The Making Of Halo Illuminated
Thanks to Gamesradar for their Edge-reprinted feature on the making of Bungie's seminal Xbox FPS, Halo. According to a Bungie producer, the team "...decided they wanted to go back to the roots of a game like Marathon, combining it with some of the things we learnt from Myth." Other topics include the originally impossible tutorial level ("I actually had several play testers decide they wanted to quit playing the game and go home, rather than go through the opening level"), and the relative disappointment of The Library level ("A lot of the little things like that added up to make the Library a lot less than what we wanted it to be.")
Someone should do an article on how, when Bungie sold out to M$, Alex and Jason were quoted as saying that M$ wouldn't tell them what games to make, or what platforms to make them for.
So, after two years, Halo is the only thing Bungie made, and it was only available for the XBox. That sure is a big choice in platforms, and demonstrates how Bungie could tell M$ what games they were going to make. Sell Out indeed.
Only two things are infinite, the universe and human stupidity, and I'm not sure about the former. (Einstein)
Halo wasn't original, it was a 'slightly' modified Larry Niven set with a terrible storyline and repetative, boring, levels.
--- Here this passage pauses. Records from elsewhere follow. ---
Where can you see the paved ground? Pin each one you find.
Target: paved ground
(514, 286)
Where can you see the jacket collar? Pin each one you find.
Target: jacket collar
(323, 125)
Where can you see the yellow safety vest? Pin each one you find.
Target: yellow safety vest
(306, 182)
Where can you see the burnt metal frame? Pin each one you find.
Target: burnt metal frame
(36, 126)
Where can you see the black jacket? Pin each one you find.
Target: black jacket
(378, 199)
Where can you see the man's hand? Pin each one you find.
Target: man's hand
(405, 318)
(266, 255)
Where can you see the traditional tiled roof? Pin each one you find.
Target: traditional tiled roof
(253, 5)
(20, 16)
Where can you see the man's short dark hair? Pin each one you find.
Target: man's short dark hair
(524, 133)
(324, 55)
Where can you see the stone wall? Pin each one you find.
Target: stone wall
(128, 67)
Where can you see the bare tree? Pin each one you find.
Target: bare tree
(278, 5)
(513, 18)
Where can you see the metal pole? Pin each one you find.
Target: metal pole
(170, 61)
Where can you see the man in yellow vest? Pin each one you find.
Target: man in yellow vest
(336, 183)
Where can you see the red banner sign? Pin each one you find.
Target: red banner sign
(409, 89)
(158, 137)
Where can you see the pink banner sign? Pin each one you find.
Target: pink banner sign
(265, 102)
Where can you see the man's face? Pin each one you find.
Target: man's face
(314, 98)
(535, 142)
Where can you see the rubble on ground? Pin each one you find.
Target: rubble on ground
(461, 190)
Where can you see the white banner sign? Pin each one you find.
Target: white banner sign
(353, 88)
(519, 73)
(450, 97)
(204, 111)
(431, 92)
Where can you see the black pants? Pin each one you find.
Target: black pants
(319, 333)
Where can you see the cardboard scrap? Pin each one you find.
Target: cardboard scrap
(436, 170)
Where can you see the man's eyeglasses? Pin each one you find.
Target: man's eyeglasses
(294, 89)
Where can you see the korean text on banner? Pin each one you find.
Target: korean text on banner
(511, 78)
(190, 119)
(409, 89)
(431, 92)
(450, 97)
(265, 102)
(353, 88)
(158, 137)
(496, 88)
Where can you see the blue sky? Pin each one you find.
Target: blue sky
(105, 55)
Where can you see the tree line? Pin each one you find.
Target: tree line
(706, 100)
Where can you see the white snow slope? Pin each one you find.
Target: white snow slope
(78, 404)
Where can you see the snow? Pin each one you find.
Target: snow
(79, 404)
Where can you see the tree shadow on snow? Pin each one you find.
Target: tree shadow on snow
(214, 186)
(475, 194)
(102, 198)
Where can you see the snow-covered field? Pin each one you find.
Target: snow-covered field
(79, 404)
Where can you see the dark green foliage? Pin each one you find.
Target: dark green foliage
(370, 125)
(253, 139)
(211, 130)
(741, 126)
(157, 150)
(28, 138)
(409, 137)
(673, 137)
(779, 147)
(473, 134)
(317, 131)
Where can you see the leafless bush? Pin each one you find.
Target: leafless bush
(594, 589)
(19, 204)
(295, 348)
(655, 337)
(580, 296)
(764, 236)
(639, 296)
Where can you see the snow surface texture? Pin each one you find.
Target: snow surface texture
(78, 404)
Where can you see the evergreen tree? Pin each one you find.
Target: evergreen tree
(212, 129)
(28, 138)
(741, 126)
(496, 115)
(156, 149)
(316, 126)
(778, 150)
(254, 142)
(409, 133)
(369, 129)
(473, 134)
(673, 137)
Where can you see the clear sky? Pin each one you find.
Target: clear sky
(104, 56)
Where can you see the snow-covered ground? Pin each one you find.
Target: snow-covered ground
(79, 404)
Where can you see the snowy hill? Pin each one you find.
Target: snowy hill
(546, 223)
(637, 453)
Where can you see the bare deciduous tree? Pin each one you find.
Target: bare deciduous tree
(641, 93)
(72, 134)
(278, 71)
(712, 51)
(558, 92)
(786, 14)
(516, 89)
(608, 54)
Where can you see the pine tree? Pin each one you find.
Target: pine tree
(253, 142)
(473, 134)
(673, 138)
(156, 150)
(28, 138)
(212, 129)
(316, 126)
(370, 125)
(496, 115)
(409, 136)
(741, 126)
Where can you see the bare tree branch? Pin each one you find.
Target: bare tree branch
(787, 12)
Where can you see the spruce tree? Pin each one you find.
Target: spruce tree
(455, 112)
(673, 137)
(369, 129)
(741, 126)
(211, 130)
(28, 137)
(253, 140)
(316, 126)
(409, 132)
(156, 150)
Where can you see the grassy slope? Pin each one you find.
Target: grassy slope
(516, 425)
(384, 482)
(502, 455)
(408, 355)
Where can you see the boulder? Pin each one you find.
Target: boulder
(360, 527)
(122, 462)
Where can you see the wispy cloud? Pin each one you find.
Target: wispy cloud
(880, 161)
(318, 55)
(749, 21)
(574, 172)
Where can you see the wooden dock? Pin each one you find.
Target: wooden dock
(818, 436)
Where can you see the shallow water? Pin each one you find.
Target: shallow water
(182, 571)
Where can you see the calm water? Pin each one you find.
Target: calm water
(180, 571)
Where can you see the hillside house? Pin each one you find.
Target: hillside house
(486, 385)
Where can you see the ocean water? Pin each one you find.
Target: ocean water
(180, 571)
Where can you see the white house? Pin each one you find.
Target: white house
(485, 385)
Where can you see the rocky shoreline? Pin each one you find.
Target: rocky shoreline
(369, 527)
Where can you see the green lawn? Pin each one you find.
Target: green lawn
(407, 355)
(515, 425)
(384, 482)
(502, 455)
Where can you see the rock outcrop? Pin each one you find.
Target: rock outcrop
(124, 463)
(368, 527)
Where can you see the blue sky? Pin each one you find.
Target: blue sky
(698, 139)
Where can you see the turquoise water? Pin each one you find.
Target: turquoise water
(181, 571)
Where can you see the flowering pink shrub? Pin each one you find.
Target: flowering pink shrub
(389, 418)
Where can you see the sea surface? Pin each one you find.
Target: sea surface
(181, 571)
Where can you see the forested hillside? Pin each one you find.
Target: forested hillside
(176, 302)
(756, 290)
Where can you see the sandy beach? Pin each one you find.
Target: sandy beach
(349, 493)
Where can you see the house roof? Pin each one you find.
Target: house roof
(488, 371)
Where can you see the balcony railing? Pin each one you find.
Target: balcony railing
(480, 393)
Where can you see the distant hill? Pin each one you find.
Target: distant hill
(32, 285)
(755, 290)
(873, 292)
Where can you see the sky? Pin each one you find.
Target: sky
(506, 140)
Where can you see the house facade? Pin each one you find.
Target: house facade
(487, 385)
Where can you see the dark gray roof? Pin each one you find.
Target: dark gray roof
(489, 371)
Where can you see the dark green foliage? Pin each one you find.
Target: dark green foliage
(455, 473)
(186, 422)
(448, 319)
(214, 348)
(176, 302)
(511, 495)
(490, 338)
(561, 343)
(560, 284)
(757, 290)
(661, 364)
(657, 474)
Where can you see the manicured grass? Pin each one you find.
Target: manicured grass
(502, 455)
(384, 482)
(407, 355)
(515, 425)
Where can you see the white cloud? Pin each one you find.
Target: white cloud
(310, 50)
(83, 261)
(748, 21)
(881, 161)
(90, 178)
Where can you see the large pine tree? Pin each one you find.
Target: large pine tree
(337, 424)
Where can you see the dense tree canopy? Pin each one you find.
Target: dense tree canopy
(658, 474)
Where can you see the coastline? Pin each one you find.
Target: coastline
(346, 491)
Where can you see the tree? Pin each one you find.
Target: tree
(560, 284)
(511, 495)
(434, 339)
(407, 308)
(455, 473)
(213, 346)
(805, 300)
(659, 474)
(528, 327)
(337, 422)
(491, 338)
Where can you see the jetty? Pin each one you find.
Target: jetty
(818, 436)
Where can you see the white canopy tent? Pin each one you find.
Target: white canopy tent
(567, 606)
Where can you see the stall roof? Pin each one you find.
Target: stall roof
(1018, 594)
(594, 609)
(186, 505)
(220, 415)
If it's seminal because they stole Niven's (admittedly cool) idea, or because they wrote a graphics engine that delivers lower fps at lower effects levels than more modern games on hardware that didn't even exist back then!
If it had come out 3 years ago I would have been impressed with the graphics, but even then... 'eh'.
Half Life was a better game. More variety, better action. I don't think the bots were as good (they seemed indecisive at times), but overall it was a much more enjoyable experience.
Yes, I was dissapointed with Halo. Maybe that's an appropriate name. You get everything at the edge, NOTHING in the core.
I play both consols and pc games, though I've been playing pc games for much longer and more frequently then the consols. Halo was great. It should have come out on the pc first though as was oringally planned, those bastards.
In any event, I didn't play halo until a few months ago. I loved it, and I don't know why. Level design was so so, graphics weren't that good, most of the time you were going to one end of a level then fighting back out of it, yawn?
But, wow, I loved killing aliens. I would say the best feature of halo was not the vehicles, those bored me, but the grenades. I don't know how much fun I'd have giggling when a plasma grenade stuck to an alien and he ran around screaming "get it off get it off" then would blow up and fly into the air and send his buddies with him. Even better was when it would ignite a pile of grenades laying on the ground near by, I could do that all day.
I love the sound and feel of the pistol and the marine machine gun, they are just so fun to light aliens up with. I also love clubbing them on the head with it, it was just very cool.
And that's where it sold me, It was just very cool. My roomate was playing it the other day on the pc (we were disapoitned with the debacle, no co op, wtf?) but he said "i'm halfway through the game already and I dont even know why I'm playing it, it doesnt look good, I've already played through it 3 times, but I just cant put it down".
To me, that's what makes a good game. I dont care about theme, I dont care about story, I dont care about level design (unless its really bad), hell, I even had a pretty easy time with the xbox controler. I care about the gameplay, and halo's was great, and thats why I couldn't put it down, and that's why it deserves the attention it gets. It's just one of those rare games where everything clicks, and it plays like the developers intended, and is just FUN to be playing.